Chechnya has apparently spent most of its existence in a state of war, occupation, or extreme instability. It's not something that many Americans know a lot of about, myself among them. I knew the term "Chechen rebels" would pop up in newscasts once in a while but I didn't really know what that meant in the grand scheme of things. A Constellation of Vital Phenomena
illuminates the lives of several people in a small Chechen village during the Second Chechen War: Havaa, a young girl whose father has been taken by the Russians; Akhmed, a failed doctor who would have rather been a painter and must now find a way to keep the girl safe; Sonja, the surgeon who runs the region's hospital with a coldness harvested from her own loss; Ramzan, the gun-runner turned informant whose own father refuses to speak to him; Natasha, the heroine addict who spends most of her life just trying to get out. These characters are richly drawn, their lives threaded together by coincidence, blood, and obligation.
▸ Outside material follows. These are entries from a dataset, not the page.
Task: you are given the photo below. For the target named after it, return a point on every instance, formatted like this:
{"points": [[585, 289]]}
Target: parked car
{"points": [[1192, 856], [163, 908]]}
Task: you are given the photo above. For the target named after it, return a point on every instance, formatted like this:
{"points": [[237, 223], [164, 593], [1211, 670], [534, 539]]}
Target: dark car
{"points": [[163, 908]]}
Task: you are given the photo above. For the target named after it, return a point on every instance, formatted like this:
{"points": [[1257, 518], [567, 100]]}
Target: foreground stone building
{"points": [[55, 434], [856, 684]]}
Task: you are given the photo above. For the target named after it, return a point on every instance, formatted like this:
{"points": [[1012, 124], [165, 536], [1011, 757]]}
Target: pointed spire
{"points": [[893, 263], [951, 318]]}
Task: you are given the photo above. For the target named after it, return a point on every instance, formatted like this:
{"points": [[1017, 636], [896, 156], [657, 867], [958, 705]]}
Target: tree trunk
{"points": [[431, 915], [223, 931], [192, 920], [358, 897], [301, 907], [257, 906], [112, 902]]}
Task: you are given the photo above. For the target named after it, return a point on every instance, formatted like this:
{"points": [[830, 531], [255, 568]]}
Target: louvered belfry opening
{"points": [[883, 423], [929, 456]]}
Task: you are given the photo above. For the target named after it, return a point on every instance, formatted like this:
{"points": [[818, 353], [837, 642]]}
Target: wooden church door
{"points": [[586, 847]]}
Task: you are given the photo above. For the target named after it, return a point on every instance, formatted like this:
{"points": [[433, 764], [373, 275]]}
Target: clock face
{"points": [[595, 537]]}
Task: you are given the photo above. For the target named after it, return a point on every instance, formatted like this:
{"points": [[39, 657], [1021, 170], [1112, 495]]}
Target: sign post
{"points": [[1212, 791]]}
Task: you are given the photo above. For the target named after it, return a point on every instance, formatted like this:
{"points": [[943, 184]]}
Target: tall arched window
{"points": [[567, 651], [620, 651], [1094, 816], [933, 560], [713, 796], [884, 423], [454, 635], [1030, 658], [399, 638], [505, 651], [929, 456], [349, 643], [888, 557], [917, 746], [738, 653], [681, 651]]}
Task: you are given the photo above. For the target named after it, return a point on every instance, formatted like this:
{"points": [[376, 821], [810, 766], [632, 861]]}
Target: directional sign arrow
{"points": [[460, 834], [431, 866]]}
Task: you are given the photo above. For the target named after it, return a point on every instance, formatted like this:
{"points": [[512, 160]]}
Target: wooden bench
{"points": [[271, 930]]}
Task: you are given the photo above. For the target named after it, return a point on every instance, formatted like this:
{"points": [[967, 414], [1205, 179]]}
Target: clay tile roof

If I am to be completely honest, this was a hard book for me to read. The difficulty came from two sources: the gruesomeness of the subject matter and the concentric circularity of the narrative. There are graphic descriptions of torture, medical procedures, and a young child making a scarecrow out of the decapitated head of one of her peers. If you are even the slightest bit queasy, you are going to have a lot of trouble with this book. I occasionally had to put it down and focus on something else because of the brutality.
Marra's story moves around, spanning the decade between 1994 and 2004. I can't even say it bounces back and forth; it's more like he slides around. He slowly reveals the connections between the myriad characters, and my unfamiliarity with Chechen history -- and, honestly, the names -- sometimes made it hard for me to keep everything straight.
Ultimately, though, the story contained within these pages was worth the effort. There's many layers of meaning and ideas -- justifying the murder of children, the persistence of hope in a hopeless land, what it means to be alive. Even the ugliest parts are written so beautifully, it's hard to believe that this is a debut novel:
"I've always thought Marx's view on religion was the one thing he got right. Faith is a crutch."
"If you step on a land mine," Akhmed said, "the crutch becomes the leg."
Take your time with this one. It'll give you a lot to think about and it'll break your heart, but you will be unable to stop reading.